Marlborough, Mass.-based global biopharmaceutical company Sunovion Pharmaceuticals Inc., a subsidiary of Japan’s Sumitomo Dainippon Pharma Co. Ltd. (TYO: 4506), agreed to acquire Toronto, Canada-based Cynapsus Therapeutics Inc. (NASDAQ: CYNA) (TSX: CTH), a central nervous system pharmaceutical company, for US$40.50 per share in cash, at a value of $624 million (C$820 million).

Sumitomo Chemical Co. Ltd. (TYO: 4005), a major Japanese chemical company and a constituent of the Nikkei 225 stock index, has a controlling ownership stake in Sunovion’s parent Dainippon Sumitomo Pharma.

Cynapsus is developing and preparing to commercialize a fast-acting sublingual thin film for debilitating OFF episodes associated with Parkinson’s disease (PD). The company’’s drug candidate includes APL-130277, an easy-to-administer, sublingual thin film formulation of apomorphine that has completed a Phase II clinical trial for the treatment of OFF episodes for advanced PD patients. It has collaboration with The Michael J. Fox Foundation for Parkinson’s research. The company was formerly known as Cannasat Therapeutics and changed its name to Cynapsus Therapeutics in 2010.

Through this transaction, Sunovion is acquiring Cynapsus’ product candidate, APL-130277. The acquisition price represents a premium of 123 percent based on the volume weighted average closing price of Cynapsus’ common shares for the last twenty trading days.

“Parkinson’s disease is a chronic, progressive neurodegenerative disease that affects more than four million people around the world, and there is a significant need for new options to treat the OFF episodes associated with it,” said Nobuhiko Tamura, chairman and chief executive of Sunovion. “We believe that APL-130277 is a novel late-stage candidate with the potential to make a real difference for patients and their families.”

“With its leadership in therapies for central nervous system disorders and commercial experience specific to neurology, we believe Sunovion is best suited to advance APL-130277 in the United States and other key markets,” said Anthony J. Giovinazzo, president and chief executive of Cynapsus.

The deal has been unanimously approved by the board of directors of both companies. The acquisition will be funded with cash on hand, The deal is expected to close in the fourth quarter of 2016, subject to securityholder, court and regulatory approvals and satisfaction of customary closing conditions.

The board of directors of Cynapsus recommended that its securityholders vote in favor of the transaction.
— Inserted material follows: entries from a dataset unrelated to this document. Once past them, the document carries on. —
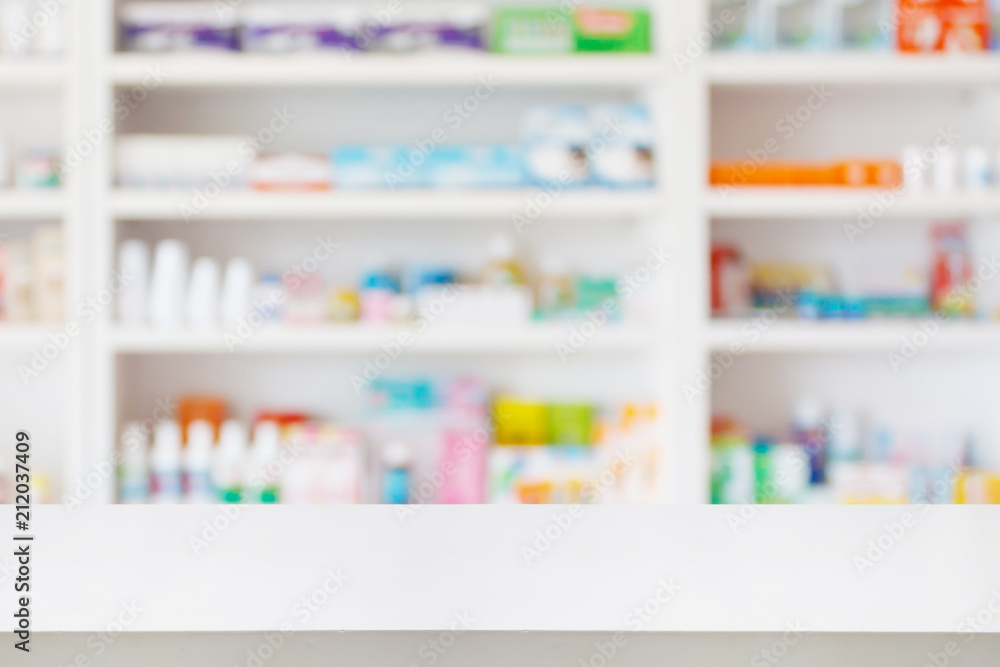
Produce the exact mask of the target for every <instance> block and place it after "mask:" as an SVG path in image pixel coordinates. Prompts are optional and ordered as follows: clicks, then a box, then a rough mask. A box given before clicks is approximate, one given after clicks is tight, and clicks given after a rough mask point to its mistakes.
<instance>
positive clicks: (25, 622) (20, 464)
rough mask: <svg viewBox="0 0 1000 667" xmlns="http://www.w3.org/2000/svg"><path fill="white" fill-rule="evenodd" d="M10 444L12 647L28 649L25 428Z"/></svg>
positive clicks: (29, 584)
mask: <svg viewBox="0 0 1000 667" xmlns="http://www.w3.org/2000/svg"><path fill="white" fill-rule="evenodd" d="M15 439H16V442H15V444H14V450H15V453H14V492H15V495H14V528H15V531H14V556H15V557H16V558H17V577H15V578H14V593H15V596H16V597H17V605H16V607H15V608H16V611H15V612H14V634H15V635H16V636H17V638H18V639H19V640H20V641H16V642H15V643H14V648H16V649H18V650H20V651H24V652H25V653H28V652H29V651H30V649H29V648H28V642H29V641H30V639H31V611H30V610H29V602H30V601H31V598H30V596H29V595H28V594H29V593H30V592H31V541H32V540H33V539H34V538H33V537H32V536H31V535H28V534H27V533H28V530H29V529H30V528H31V466H30V465H29V461H30V457H31V436H30V435H28V433H27V432H26V431H18V432H17V435H16V436H15Z"/></svg>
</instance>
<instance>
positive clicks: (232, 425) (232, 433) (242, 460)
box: [212, 419, 247, 503]
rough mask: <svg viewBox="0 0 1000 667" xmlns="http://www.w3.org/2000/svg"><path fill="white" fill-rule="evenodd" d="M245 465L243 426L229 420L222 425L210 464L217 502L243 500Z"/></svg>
mask: <svg viewBox="0 0 1000 667" xmlns="http://www.w3.org/2000/svg"><path fill="white" fill-rule="evenodd" d="M246 463H247V434H246V430H245V429H244V428H243V424H241V423H240V422H238V421H236V420H234V419H230V420H228V421H226V422H224V423H223V424H222V429H221V430H220V432H219V446H218V447H216V449H215V456H214V457H213V462H212V482H213V484H214V485H215V489H216V491H217V493H218V500H219V501H221V502H224V503H238V502H240V501H241V500H242V498H243V484H244V481H245V473H244V470H245V469H246Z"/></svg>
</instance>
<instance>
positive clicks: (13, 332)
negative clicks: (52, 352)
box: [0, 323, 62, 352]
mask: <svg viewBox="0 0 1000 667" xmlns="http://www.w3.org/2000/svg"><path fill="white" fill-rule="evenodd" d="M61 330H62V329H61V327H59V326H58V325H56V324H34V323H31V324H29V323H25V324H7V323H0V352H24V351H27V350H30V349H31V348H34V347H37V346H39V345H44V344H45V343H47V342H49V338H48V337H49V334H51V333H55V332H56V331H61Z"/></svg>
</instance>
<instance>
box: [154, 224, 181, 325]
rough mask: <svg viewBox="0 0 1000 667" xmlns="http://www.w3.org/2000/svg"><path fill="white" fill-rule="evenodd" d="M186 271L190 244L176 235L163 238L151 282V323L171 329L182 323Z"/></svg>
mask: <svg viewBox="0 0 1000 667" xmlns="http://www.w3.org/2000/svg"><path fill="white" fill-rule="evenodd" d="M187 272H188V251H187V247H186V246H185V245H184V244H183V243H181V242H180V241H175V240H173V239H166V240H164V241H160V242H159V243H158V244H157V246H156V256H155V258H154V260H153V274H152V278H151V279H150V285H149V323H150V324H151V325H152V326H153V327H155V328H158V329H170V328H176V327H179V326H181V324H182V323H183V321H184V296H185V293H186V291H187V285H186V283H187Z"/></svg>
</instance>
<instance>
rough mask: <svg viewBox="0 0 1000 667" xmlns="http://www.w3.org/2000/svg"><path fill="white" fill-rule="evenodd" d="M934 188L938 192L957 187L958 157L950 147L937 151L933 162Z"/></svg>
mask: <svg viewBox="0 0 1000 667" xmlns="http://www.w3.org/2000/svg"><path fill="white" fill-rule="evenodd" d="M934 189H935V190H936V191H937V192H938V193H940V194H948V193H951V192H954V191H955V190H957V189H958V157H957V156H956V155H955V151H954V150H953V149H951V148H948V149H945V150H943V151H941V152H939V153H938V155H937V160H935V162H934Z"/></svg>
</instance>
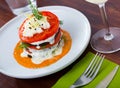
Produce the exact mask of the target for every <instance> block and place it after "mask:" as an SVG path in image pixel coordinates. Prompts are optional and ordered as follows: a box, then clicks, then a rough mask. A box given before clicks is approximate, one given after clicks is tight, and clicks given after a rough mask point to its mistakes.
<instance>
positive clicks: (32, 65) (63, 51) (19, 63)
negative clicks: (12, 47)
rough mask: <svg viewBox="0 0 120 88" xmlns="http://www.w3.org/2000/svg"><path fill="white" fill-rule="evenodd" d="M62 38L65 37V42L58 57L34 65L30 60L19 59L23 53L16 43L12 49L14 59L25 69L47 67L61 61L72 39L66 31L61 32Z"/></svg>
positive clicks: (69, 47) (46, 60)
mask: <svg viewBox="0 0 120 88" xmlns="http://www.w3.org/2000/svg"><path fill="white" fill-rule="evenodd" d="M62 31H63V30H62ZM63 36H64V37H65V42H64V46H63V49H62V53H61V54H60V55H57V56H54V57H53V58H51V59H48V60H45V61H43V62H42V63H40V64H34V63H33V62H32V61H31V58H28V57H21V53H22V52H23V49H22V48H20V47H19V46H20V42H18V43H17V45H16V47H15V49H14V57H15V59H16V61H17V62H18V63H19V64H20V65H22V66H24V67H27V68H41V67H45V66H49V65H51V64H53V63H55V62H56V61H58V60H59V59H62V57H63V56H64V55H66V54H67V53H68V52H69V50H70V48H71V44H72V39H71V37H70V35H69V33H68V32H66V31H63Z"/></svg>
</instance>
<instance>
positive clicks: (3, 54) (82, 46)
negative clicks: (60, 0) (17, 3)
mask: <svg viewBox="0 0 120 88" xmlns="http://www.w3.org/2000/svg"><path fill="white" fill-rule="evenodd" d="M39 10H48V11H51V12H53V13H54V14H56V15H57V16H58V17H59V19H60V20H62V21H63V23H64V24H63V26H62V29H65V30H67V31H68V32H69V33H70V35H71V37H72V47H71V50H70V51H69V53H68V54H66V55H65V56H64V57H63V58H61V59H60V60H59V61H57V62H56V63H54V64H52V65H50V66H47V67H44V68H40V69H29V68H25V67H23V66H21V65H19V64H18V63H17V62H16V60H15V59H14V57H13V50H14V47H15V46H16V43H17V42H18V41H19V37H18V28H19V26H20V25H21V23H22V22H23V20H24V19H25V15H19V16H17V17H15V18H13V19H12V20H11V21H9V22H8V23H6V24H5V25H4V26H3V27H2V28H1V29H0V72H1V73H3V74H5V75H8V76H11V77H15V78H25V79H26V78H36V77H42V76H46V75H49V74H52V73H55V72H57V71H59V70H61V69H63V68H65V67H67V66H68V65H70V64H71V63H72V62H74V61H75V60H76V59H77V58H78V57H79V56H80V55H81V54H82V53H83V51H84V50H85V49H86V47H87V45H88V43H89V40H90V35H91V29H90V24H89V21H88V20H87V18H86V17H85V16H84V15H83V14H82V13H81V12H80V11H78V10H75V9H73V8H70V7H66V6H47V7H41V8H39Z"/></svg>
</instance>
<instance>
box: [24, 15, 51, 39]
mask: <svg viewBox="0 0 120 88" xmlns="http://www.w3.org/2000/svg"><path fill="white" fill-rule="evenodd" d="M24 28H25V29H24V31H23V36H25V37H32V36H33V35H34V34H36V33H41V32H43V30H42V28H43V29H48V28H50V24H49V22H48V21H47V17H46V16H43V18H41V19H40V20H38V19H36V18H35V17H34V16H33V17H31V18H29V20H27V21H26V22H25V24H24Z"/></svg>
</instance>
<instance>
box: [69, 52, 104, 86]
mask: <svg viewBox="0 0 120 88" xmlns="http://www.w3.org/2000/svg"><path fill="white" fill-rule="evenodd" d="M104 58H105V55H103V54H101V53H98V52H97V53H96V55H95V56H94V58H93V59H92V61H91V63H90V64H89V66H88V67H87V69H86V70H85V71H84V73H83V74H82V75H81V76H80V77H79V78H78V79H77V80H76V82H75V83H74V84H73V85H72V86H71V87H70V88H76V87H79V86H83V85H86V84H88V83H90V82H91V81H92V80H93V79H94V78H95V76H96V75H97V73H98V71H99V69H100V67H101V65H102V62H103V60H104Z"/></svg>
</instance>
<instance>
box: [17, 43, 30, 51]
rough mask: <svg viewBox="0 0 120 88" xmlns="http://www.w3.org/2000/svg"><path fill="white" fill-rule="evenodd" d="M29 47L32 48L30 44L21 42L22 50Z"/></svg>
mask: <svg viewBox="0 0 120 88" xmlns="http://www.w3.org/2000/svg"><path fill="white" fill-rule="evenodd" d="M29 46H30V44H27V43H24V42H21V43H20V46H19V47H20V48H25V49H26V48H28V47H29Z"/></svg>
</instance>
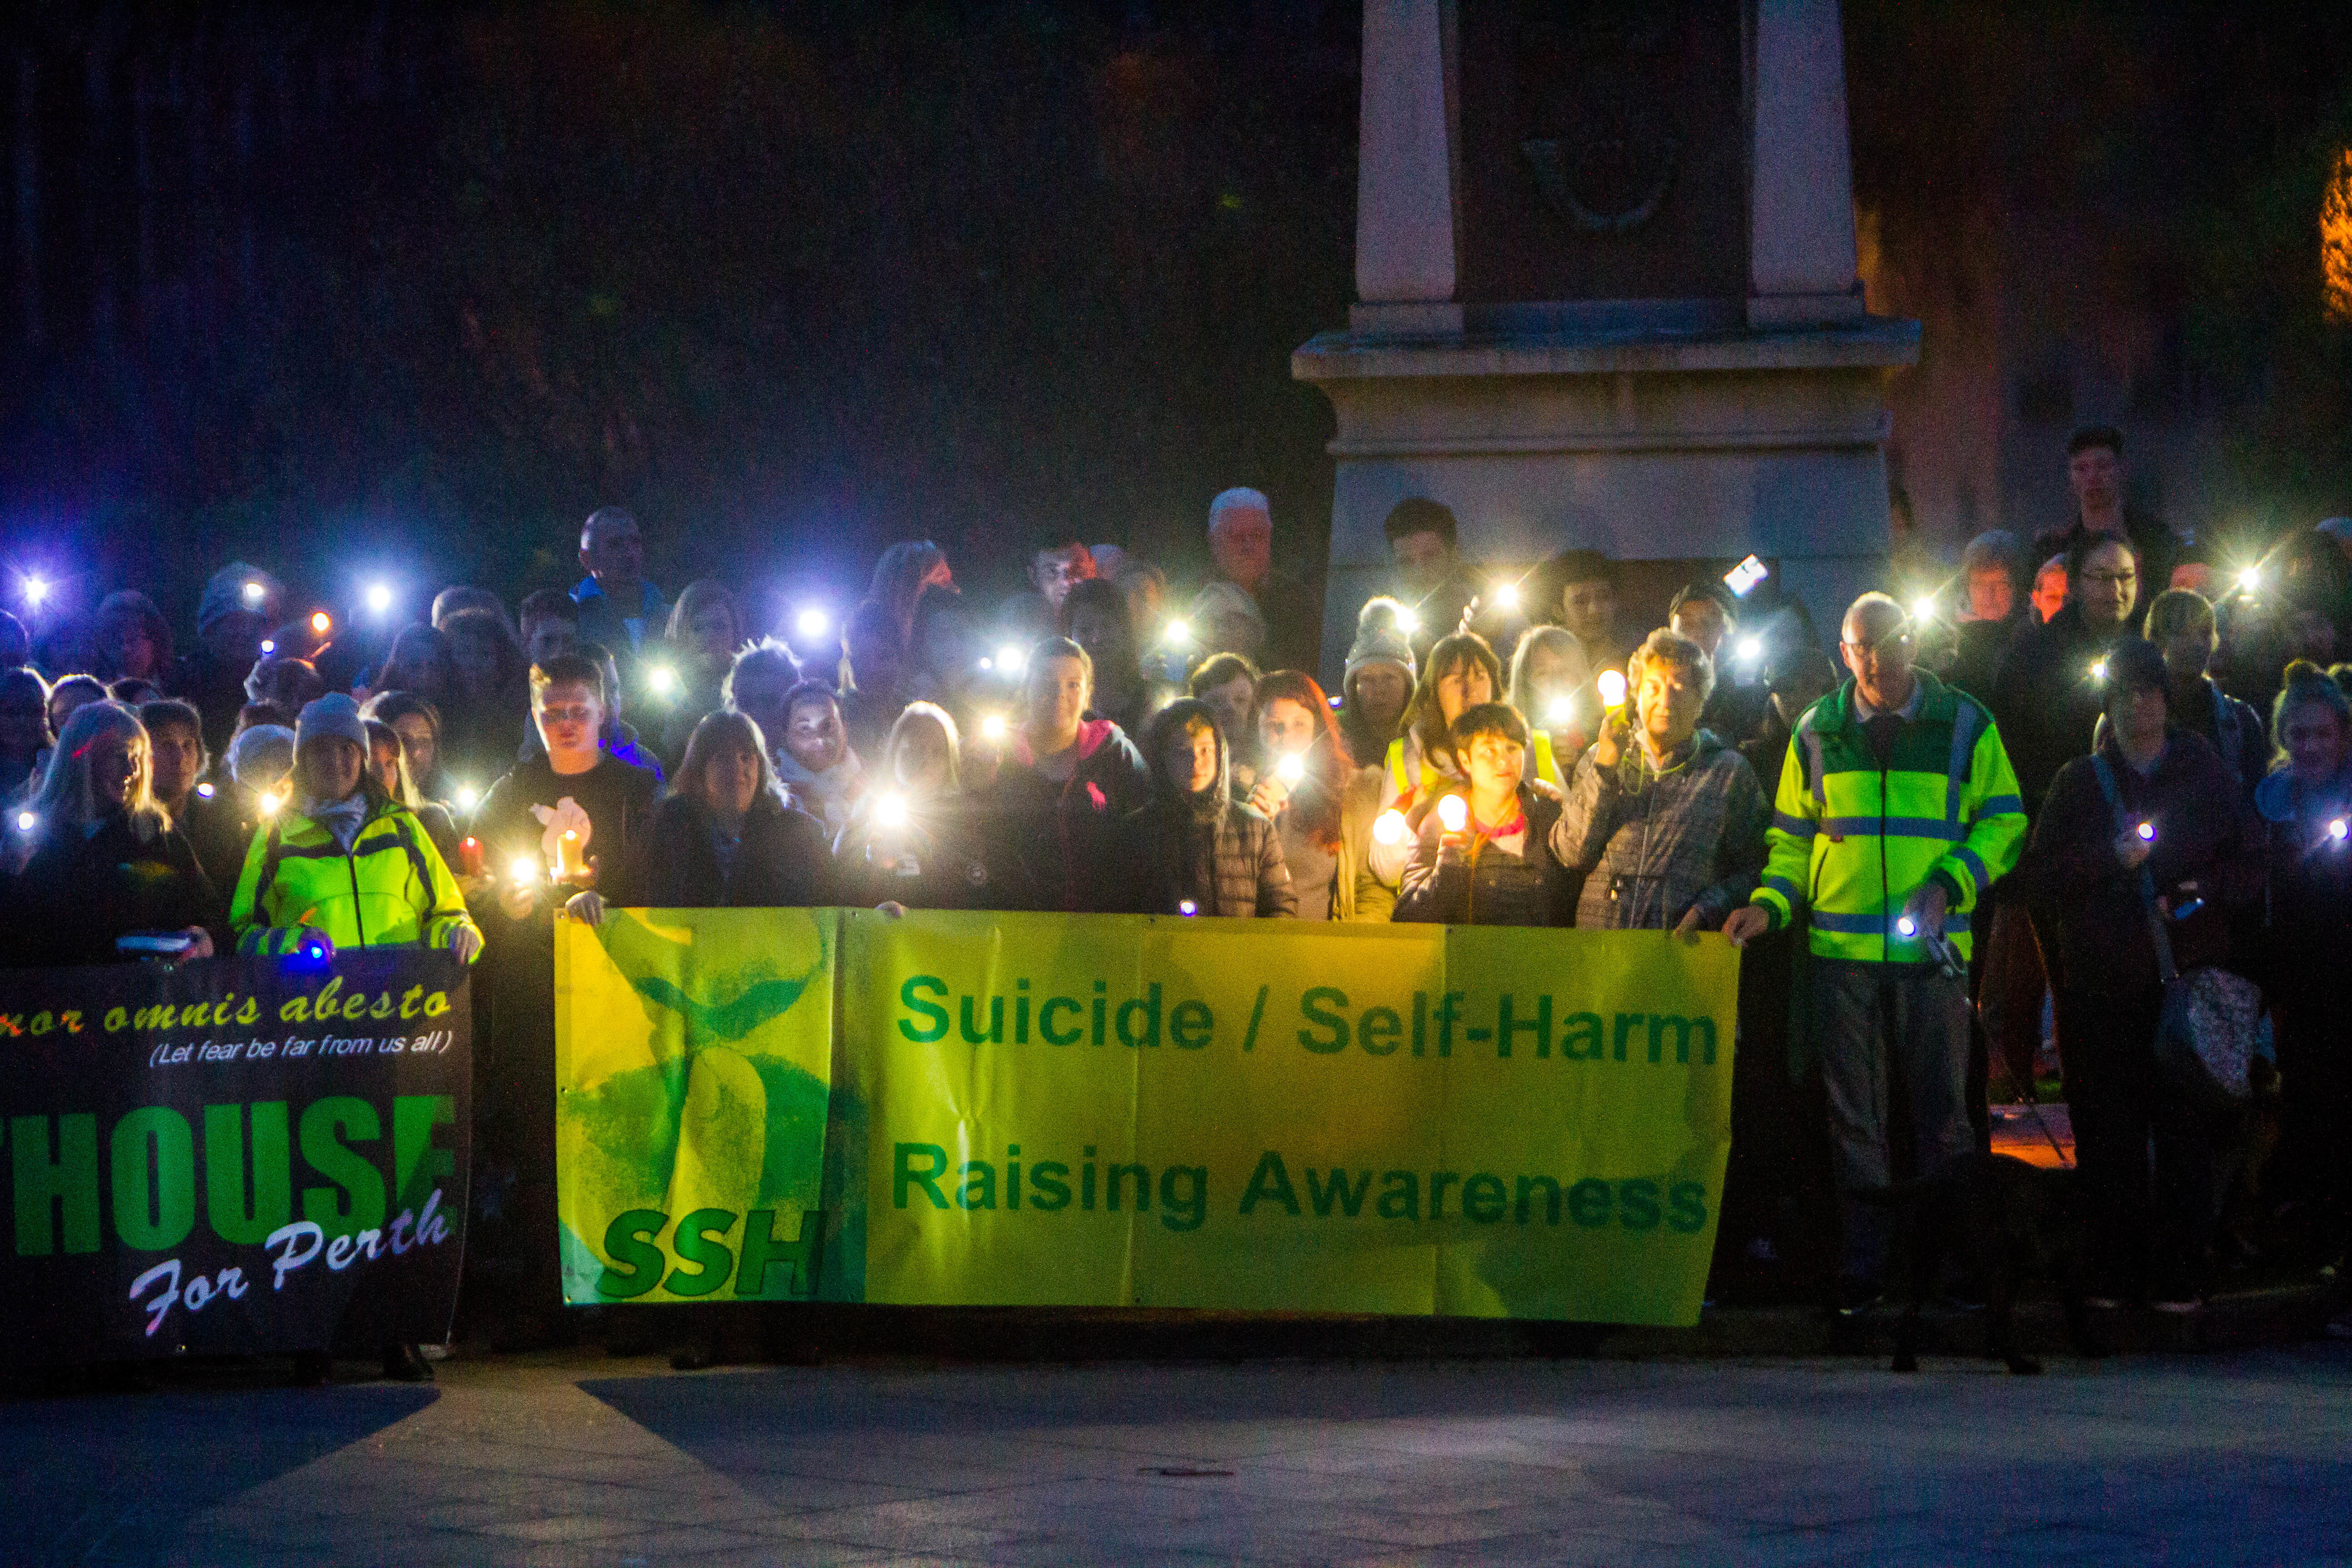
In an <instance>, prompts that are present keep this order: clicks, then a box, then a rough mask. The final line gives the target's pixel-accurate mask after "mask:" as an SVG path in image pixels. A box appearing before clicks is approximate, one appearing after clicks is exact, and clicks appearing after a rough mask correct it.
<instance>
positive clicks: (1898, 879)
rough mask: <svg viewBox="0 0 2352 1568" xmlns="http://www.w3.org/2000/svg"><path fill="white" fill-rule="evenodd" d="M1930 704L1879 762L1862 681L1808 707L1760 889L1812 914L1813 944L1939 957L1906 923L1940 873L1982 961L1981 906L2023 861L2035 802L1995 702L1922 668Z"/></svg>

All directors and officers of Cynapsus and the company’s largest shareholder representing in the aggregate over 18 percent of the company’s securities, voted in support of the deal.

BofA Merrill Lynch serves as financial advisor, and Borden Ladner Gervais LLP and Troutman Sanders LLP serve as legal advisors to Cynapsus. Stifel, Nicolaus & Company, Incorporated serves as financial advisor and Fasken Martineau DuMoulin LLP serves as a legal advisor to the Special Committee of Cynapsus. Nomura Securities International, Inc. serves as exclusive financial advisor, and Goodmans LLP, Reed Smith LLP, and Gibbons PC serve as legal advisors to Sunovion.